With the paint color selected and the decision made to keep the windows painted, I vacuumed the door and the paint chip-covered ground with the Shop-Vac. I wiped the door down with a wet cloth, let it dry then applied two coats of exterior paint in a low luster finish. I didn’t worry about primer. Again, STOPGAP. I also hit up the mailbox post (not shown) with the same taupe-gray as the door and brushed on two coats of white paint on the trim around the garage door.
I’m not 100% sold on the color of the finished door but it looks so much better. Steve and I joked that even a green door would have been an improvement. Steve also happily pointed out that the new color perfectly matches the DirectTV satellite. If you take away anything from this post let it be that Benjamin Moore Secret = DirectTV satellite gray. Haha. The safe thing would have been to go with white to match the trim but since we know this door isn’t staying forever we thought we’d try a color. I don’t know? I do think it would look better with windows.

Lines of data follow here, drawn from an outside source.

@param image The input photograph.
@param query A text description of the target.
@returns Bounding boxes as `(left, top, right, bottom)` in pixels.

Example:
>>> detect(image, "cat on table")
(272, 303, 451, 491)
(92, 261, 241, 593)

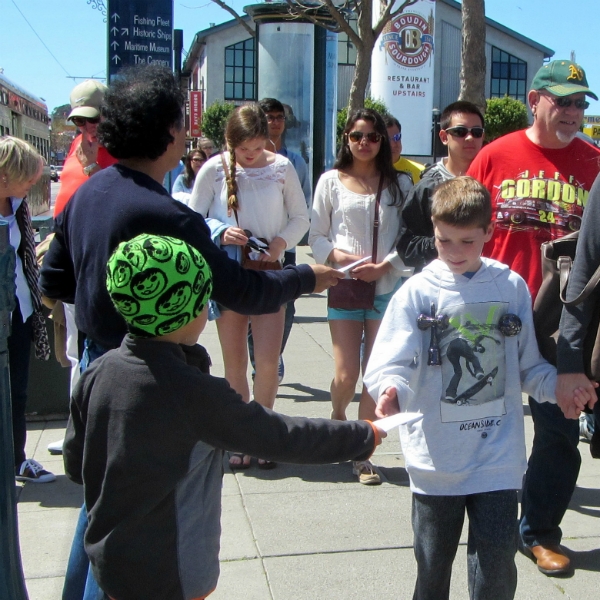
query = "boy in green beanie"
(64, 233, 384, 600)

And don’t get me started on that awkward vinyl trim above the door. It’s so odd.
Admittedly, there was an ulterior motive for my madness. We’re scheduled to have our cracked asphalt driveway replaced with concrete in the coming weeks. I couldn’t stand the thought of having a nice, new driveway leading to a sad, peeling garage door. I have never been so excited about a driveway before in my life! We have saved our pennies for this. It always been on the renovation list.

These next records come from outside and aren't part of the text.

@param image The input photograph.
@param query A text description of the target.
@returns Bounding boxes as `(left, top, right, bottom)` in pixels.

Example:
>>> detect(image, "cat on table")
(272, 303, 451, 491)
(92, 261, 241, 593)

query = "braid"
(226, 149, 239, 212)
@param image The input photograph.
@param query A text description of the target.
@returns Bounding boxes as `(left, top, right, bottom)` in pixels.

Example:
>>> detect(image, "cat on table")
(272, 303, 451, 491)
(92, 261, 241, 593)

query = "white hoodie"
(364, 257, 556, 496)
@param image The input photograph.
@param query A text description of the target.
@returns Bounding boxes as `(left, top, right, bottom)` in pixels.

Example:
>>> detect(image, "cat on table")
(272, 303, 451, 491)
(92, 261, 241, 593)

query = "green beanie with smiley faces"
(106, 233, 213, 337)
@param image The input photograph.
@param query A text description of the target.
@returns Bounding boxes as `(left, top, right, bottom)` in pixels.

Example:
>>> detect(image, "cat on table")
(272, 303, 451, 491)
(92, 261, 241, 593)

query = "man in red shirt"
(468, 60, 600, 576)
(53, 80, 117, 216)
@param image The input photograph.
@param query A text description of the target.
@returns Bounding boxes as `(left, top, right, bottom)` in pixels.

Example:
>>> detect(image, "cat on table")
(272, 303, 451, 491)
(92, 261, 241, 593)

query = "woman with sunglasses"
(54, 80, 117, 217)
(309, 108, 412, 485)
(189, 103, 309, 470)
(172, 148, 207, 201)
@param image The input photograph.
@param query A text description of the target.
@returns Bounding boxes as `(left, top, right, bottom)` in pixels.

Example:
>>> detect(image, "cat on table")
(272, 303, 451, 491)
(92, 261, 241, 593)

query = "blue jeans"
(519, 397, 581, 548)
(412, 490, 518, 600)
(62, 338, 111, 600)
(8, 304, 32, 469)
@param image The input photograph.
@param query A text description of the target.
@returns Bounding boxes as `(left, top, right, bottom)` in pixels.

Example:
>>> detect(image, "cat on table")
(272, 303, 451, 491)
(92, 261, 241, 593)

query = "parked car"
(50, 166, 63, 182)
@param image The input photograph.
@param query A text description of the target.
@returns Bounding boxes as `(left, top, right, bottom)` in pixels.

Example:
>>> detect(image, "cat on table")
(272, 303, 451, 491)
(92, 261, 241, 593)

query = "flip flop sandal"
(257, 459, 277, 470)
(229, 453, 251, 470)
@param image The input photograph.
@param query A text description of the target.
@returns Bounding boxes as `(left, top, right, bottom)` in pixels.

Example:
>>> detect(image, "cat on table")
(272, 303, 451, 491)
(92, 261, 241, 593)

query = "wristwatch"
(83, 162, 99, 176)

As is, there is no “clean” way to reach our house. There’s a gap between the driveway and front walk. There’s a large piece of trodden yard separating the end of the driveway from the back patio where we enter the mudroom. And entering through the garage itself is a disaster and probably unsafe. The new driveway will be widened to meet the front walk and lengthened at the back of the house. We will add large square pavers with creeping Jenny in between them to meet the back dining patio. You don’t know how happy I am at the prospect of having (not one but) two paved ways to enter the house! Right now the majority of dirt in my house comes from dirty / muddy shoes walking up through the yard.
The driveway itself hold rocks, dirt, water and mud in all the cracks and low spots. It will be ripped out and excavated to make way for a wider and longer driveway. Concrete is our material of choice for its sustainability. It’s more expensive up front but will last longer and requires less maintenance than asphalt. Plus, we think it just looks better when driveways match their home’s walks and patios. Having a new driveway is really going to improve our home’s curb appeal. Our neighbors are going to be relieved. For two years, I’ve been cringing when I pull up to our house just because of the driveway. It’s baaaaaad.

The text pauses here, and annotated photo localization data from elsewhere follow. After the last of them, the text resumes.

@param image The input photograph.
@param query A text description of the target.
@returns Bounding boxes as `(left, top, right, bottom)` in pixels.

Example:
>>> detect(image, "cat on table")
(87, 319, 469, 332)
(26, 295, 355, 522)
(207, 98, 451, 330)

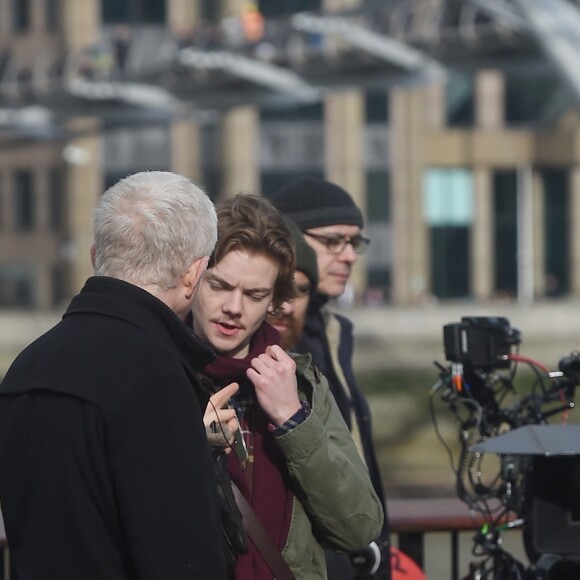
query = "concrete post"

So that’s how I spent my weekend in the warm weather. If you ask me, it was worth the $30 in supplies and two half-days of labor. The garage door is definitely looking better but I’d love to know your thoughts on the future door’s style and possible colors. White? A bluer gray that more closely matches the roof and decking? Also, what happens to that odd vinyl trim piece? Sometimes a third-party eye is better at this stuff.